In this conference behind the locked door there was a slight disagreement arising in a very natural reluctance on the part of one of the plotters to play the cat’s-paw for the other.
“Coming right down to brass tacks, Jim Harding, I don’t see why I want to monkey with your end of the game, anyhow,” said the cat’s-paw. “All I need is to get even with him for knocking me out, and I can do that the first time I get the drop on him, ’thout mixin’ up any in your deal.”
“Yes, and you can get yourself choked with a rope for doing it,” added Harding. “Now, on the other hand, if my scheme works—and it will work if you will do your part—the sheriff will do the evening-up business for you, and you can sit back and read all about it in the newspapers the next morning.”
“Yes, ‘if’; but that there ‘if’ is bigger than Pike’s Peak. You seem to think if you can get hold o’ them dockyments he’s got, you can change a few words in ’em and make out that Plucky George is the man they want—chuck him plumb into your shoes. Maybe you can; but there’s a heap o’ holes in a skimmer. Seems like you’ve lived long enough to know that.”
“That is all right; I know what I am doing,” was the confident assertion. “As it stands now, it is between me and Brant.

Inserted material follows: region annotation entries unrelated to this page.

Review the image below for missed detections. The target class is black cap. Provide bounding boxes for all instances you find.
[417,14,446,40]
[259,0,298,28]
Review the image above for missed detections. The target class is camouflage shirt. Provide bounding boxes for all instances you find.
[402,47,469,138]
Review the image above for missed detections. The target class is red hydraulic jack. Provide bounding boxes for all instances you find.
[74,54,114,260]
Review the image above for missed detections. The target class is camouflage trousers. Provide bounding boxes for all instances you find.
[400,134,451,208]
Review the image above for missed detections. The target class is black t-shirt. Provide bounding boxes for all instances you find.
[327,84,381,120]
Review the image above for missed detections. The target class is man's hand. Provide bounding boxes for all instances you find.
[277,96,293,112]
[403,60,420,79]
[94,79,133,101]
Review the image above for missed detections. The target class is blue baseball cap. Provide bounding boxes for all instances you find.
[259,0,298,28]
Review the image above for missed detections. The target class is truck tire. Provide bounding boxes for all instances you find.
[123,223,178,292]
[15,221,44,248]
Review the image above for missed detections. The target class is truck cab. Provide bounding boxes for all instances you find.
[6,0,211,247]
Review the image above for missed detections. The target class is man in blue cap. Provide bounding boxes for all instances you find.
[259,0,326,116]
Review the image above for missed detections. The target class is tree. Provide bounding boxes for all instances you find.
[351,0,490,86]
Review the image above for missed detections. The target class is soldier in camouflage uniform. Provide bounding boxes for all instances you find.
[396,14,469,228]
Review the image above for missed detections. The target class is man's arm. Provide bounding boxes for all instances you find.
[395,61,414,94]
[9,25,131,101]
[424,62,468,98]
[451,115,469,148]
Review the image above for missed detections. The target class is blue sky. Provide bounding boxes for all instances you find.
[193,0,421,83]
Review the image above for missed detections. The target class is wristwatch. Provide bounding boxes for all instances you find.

It was an all-around free fight, and he was mixed up in it, too. Once let me get hold of those papers, and he will have his hands full to prove that he didn’t kill Hank Brinton.”
“I don’t savez it that way; but that part of it is your funeral—not mine. What is it you want me to do? Measure it off.”
“You know; I want you to get the papers.”
“Why don’t you do it yourself?”
“It’s out of my line. I don’t happen to have been over the road for house-breaking—as you have—and I am not up in that branch of the business.”
Gasset scowled and gritted out an oath at this, but finally asked, “Well—when?”